InterContinental's property leans into this context with its LEED BD plus C Platinum ambitions, extensive use of low rise, earth colored structures, and a layout that protects mangroves and coral reefs as defining features rather than obstacles to be cleared. For travelers, this translates into a more regulated environment than many traditional beach destinations. Expect structured rules around reef access, guided dives, and water sports, plus a strong emphasis on staying on designated paths to protect fragile coastal ecosystems.

At the same time, visitors should remember that the Red Sea corridor remains a complex region from a wider travel risk standpoint. Adept Traveler's recent coverage of Red Sea cruise reroutings and regional security advisories underlines that even as Saudi invests in resort infrastructure, cruise lines and some tour operators continue to treat the southern Red Sea and nearby waterways with caution. Air travelers bound for Shura are unlikely to face the same constraints as ships, but this broader context reinforces the value of flexible tickets and up to date insurance coverage on multi country itineraries.

How this fits into the wider Saudi hotel pipeline

InterContinental The Red Sea Resort also marks a milestone for IHG's Saudi portfolio. Hospitality trade coverage notes that the opening coincides with roughly 50 years of InterContinental operations in the kingdom, stretching back to the 1975 opening of InterContinental Riyadh, and that the group now has more than 100 hotels either open or in development in Saudi Arabia. In the western region alone, the new resort joins Six Senses Southern Dunes and InterContinental Jeddah, with Regent Jeddah and Six Senses Amaala due to follow as the Red Sea and AMAALA clusters fill in.

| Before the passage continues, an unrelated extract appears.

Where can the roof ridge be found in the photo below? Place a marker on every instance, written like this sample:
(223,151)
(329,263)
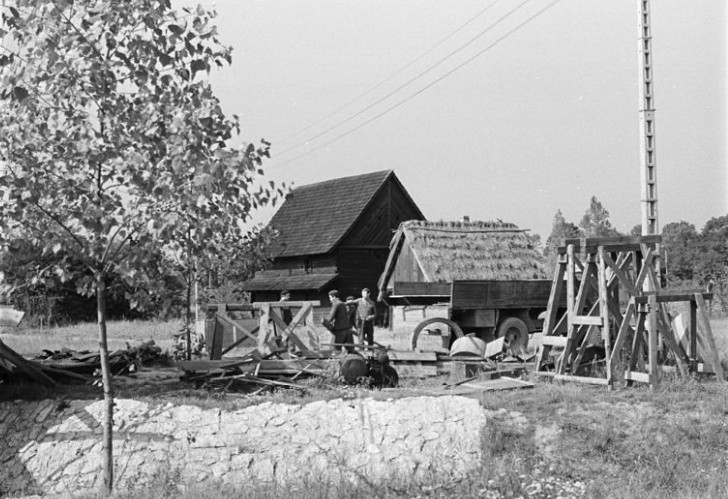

For travelers who follow hotel brands and loyalty programs closely, that density matters. It means IHG One Rewards members can realistically plan chain heavy routes that move from Riyadh or Jeddah to The Red Sea and, eventually, to AMAALA without leaving the ecosystem. It also sets up a competitive dynamic with Marriott's EDITION and future brands, Hyatt's Miraval, Jumeirah's planned Red Sea property, and other luxury flags that will share the same coastline.

Adept Traveler has already covered The Red Sea EDITION opening on Shura Island and AMAALA Triple Bay's first resort wave, so this InterContinental launch slots into a pattern of Saudi west coast developments that collectively change how high end travelers think about the region. The practical planning move is not to treat any one resort as a standalone destination, but to decide whether to build a single hub stay on Shura, or combine Shura with AlUla, AMAALA, or city stays as flight schedules and budgets allow.